Sprinkles turning into drops

Thursday was an interesting day. It rained all day so I decided to stay home and try out my baking and cooking skills. For once, my cooking skills turned out better than my baking. I got up and started a roast at 10 a.m. and let it simmer all day till about 6. Mmm It was so good! I made apple bread for dessert. That one the other hand looked horrible but it tasted pretty good!





Scary looking. But still taste, and that's all that matters right??

Sometimes Thursday I hurt my back. Not sure how I did it but I did. So I spent Friday at Urgent Care and they concluded I have a lumbar sprain. How the heck you sprain your lower back while doing nothing I'm not sure. But I somehow did it. I really need to live in a bubble. I got some nice muscle relaxers and a few pain pills. I do feel somewhat better today. Thanks to a wonderful heating pad.

I did find some bad news out thanks to facebook. A family friend lost her brother. Another wife lost her husband. I don't know what it is, but that alone makes me hurt. I hurt knowing what they're going to go through. What they're going to experience, and how much their life is going to change. It breaks my heart. This is one thing I wish I could protect from anybody. The hurt, the loneliness, the pain both emotionally and physically.
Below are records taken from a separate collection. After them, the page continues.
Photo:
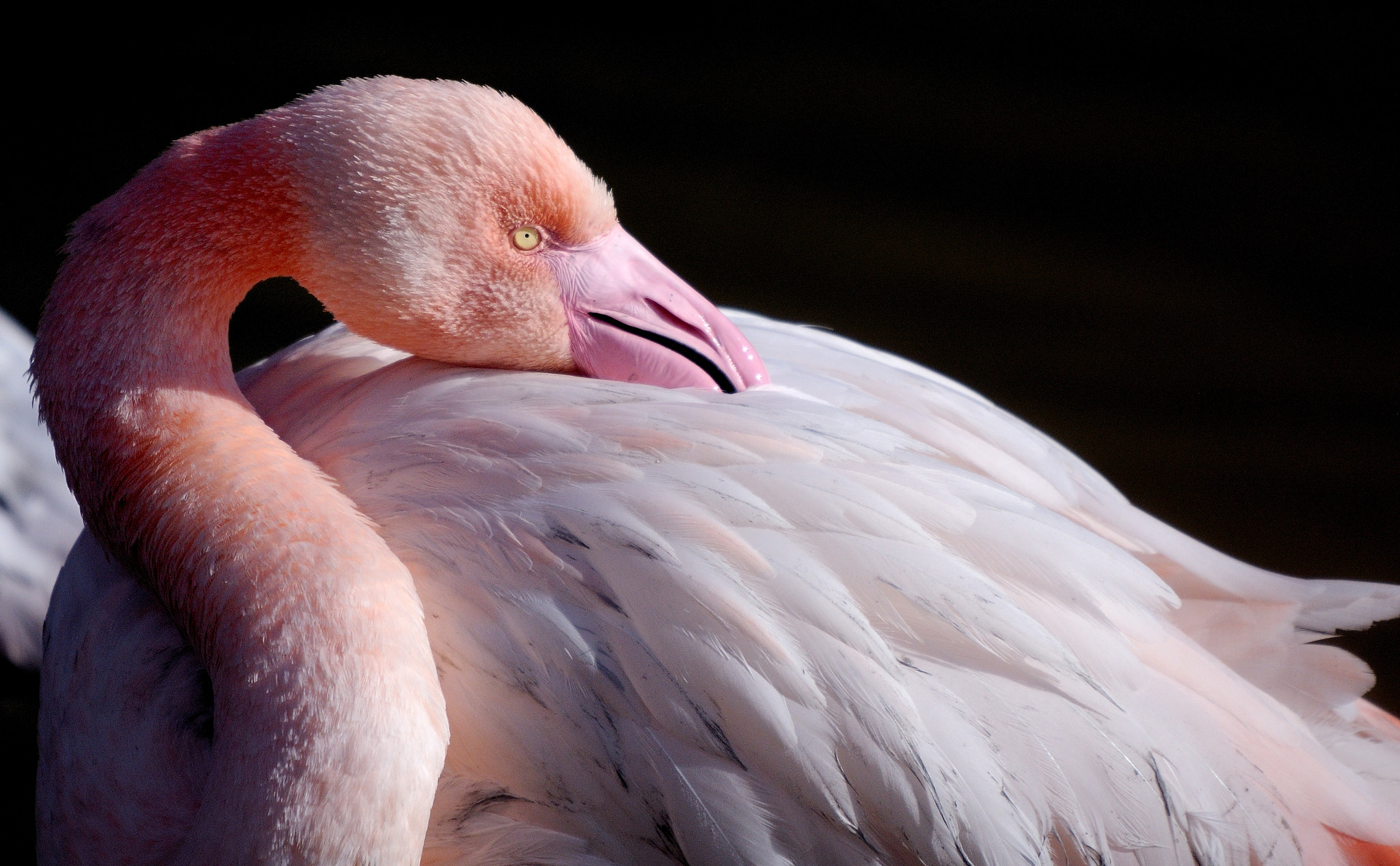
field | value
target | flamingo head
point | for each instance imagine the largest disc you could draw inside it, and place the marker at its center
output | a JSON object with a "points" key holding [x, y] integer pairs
{"points": [[447, 220]]}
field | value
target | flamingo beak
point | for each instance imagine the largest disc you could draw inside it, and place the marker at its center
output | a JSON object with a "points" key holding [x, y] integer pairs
{"points": [[632, 319]]}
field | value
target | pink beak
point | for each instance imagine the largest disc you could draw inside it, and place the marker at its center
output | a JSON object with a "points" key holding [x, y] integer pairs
{"points": [[630, 319]]}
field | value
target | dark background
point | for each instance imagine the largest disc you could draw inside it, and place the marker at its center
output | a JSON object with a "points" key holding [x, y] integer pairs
{"points": [[1167, 238]]}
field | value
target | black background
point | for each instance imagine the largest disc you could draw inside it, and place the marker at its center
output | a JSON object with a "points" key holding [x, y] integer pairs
{"points": [[1167, 238]]}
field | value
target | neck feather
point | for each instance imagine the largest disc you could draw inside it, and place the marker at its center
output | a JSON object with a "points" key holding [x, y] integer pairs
{"points": [[329, 725]]}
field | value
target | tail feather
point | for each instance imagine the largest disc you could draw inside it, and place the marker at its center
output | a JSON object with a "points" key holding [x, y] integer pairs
{"points": [[1365, 854]]}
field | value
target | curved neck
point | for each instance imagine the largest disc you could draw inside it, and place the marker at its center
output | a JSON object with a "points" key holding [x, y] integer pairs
{"points": [[329, 724]]}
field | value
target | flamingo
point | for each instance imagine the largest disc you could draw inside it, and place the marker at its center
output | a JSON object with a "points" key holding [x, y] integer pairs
{"points": [[538, 557]]}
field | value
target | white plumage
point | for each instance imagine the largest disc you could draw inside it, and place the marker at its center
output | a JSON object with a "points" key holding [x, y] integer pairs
{"points": [[38, 517], [860, 616]]}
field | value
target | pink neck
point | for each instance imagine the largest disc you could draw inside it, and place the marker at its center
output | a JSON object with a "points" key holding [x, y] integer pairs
{"points": [[329, 724]]}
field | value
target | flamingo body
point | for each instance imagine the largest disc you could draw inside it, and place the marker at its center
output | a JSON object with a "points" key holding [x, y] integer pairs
{"points": [[808, 623], [751, 593]]}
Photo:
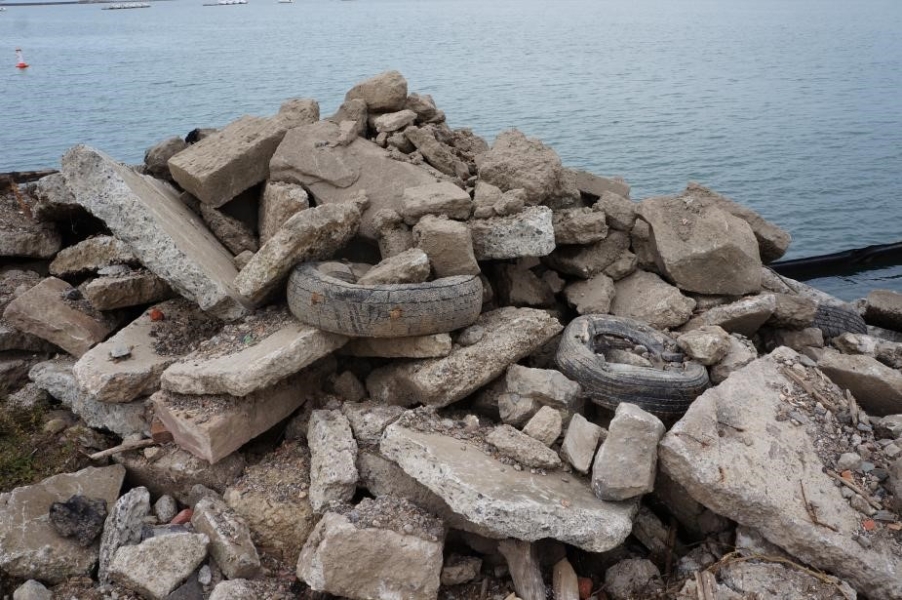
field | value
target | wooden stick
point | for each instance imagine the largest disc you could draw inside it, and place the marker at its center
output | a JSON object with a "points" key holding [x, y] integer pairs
{"points": [[123, 447], [854, 488]]}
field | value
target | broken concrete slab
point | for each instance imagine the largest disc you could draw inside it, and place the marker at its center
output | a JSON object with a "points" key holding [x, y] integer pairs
{"points": [[410, 266], [46, 312], [591, 296], [133, 289], [230, 538], [580, 443], [448, 244], [91, 255], [163, 233], [884, 309], [333, 457], [510, 503], [702, 249], [218, 168], [56, 377], [509, 335], [424, 346], [442, 198], [105, 379], [311, 234], [730, 470], [625, 465], [272, 497], [579, 226], [122, 528], [174, 471], [388, 562], [158, 565], [213, 426], [646, 297], [744, 316], [30, 546], [522, 448], [877, 388], [548, 386], [525, 234], [772, 240], [334, 174], [20, 234], [596, 186], [234, 234], [384, 92], [587, 261], [518, 162], [279, 347], [279, 202]]}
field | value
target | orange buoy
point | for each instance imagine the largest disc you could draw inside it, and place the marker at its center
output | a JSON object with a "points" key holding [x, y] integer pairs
{"points": [[20, 62]]}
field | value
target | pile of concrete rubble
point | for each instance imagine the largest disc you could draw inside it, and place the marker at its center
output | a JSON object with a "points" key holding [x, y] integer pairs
{"points": [[329, 355]]}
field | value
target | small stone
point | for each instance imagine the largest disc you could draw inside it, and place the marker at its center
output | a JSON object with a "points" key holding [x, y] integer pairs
{"points": [[79, 517]]}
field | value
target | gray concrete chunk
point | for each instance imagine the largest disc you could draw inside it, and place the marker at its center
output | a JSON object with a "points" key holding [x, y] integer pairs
{"points": [[163, 233]]}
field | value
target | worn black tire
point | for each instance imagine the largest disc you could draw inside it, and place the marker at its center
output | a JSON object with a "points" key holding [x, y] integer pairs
{"points": [[665, 393], [383, 311], [835, 320]]}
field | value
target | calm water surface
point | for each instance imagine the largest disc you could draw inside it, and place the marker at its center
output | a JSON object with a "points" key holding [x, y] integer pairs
{"points": [[791, 107]]}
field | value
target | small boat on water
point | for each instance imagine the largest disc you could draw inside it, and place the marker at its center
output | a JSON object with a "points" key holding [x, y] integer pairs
{"points": [[126, 5]]}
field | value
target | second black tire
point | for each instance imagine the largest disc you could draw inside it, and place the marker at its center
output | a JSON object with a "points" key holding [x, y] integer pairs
{"points": [[658, 391], [383, 311]]}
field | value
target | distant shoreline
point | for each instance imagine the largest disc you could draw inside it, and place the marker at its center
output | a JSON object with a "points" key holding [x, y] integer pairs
{"points": [[60, 2]]}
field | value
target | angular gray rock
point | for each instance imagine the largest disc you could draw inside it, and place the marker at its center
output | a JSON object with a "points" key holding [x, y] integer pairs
{"points": [[507, 502], [410, 266], [590, 260], [448, 244], [158, 565], [522, 448], [626, 464], [218, 168], [286, 351], [230, 538], [91, 255], [732, 474], [884, 308], [702, 249], [386, 563], [334, 174], [510, 334], [876, 387], [518, 162], [163, 233], [529, 233], [122, 528], [646, 297], [443, 198], [311, 234], [272, 497], [279, 202], [45, 312], [333, 457], [104, 379], [580, 443], [548, 386], [384, 92], [772, 240], [708, 345], [29, 545]]}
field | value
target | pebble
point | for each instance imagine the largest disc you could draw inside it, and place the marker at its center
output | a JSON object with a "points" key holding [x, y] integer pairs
{"points": [[120, 351], [205, 575]]}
One may not think that when you experience grief you don't experience a physical pain, but you do. It hurts so bad. No pain reliever to take it away you just have to deal. Along with everything else in your new life. You have to learn to deal.

It's like a boulder just hit me. Every time I hear of death I am sent spiraling back down the mountain. Back to were I started, except this time a little different. I'm a little stronger, and I know what to expect. Who  needs to hike up Mt. Everest when you have life to hike through.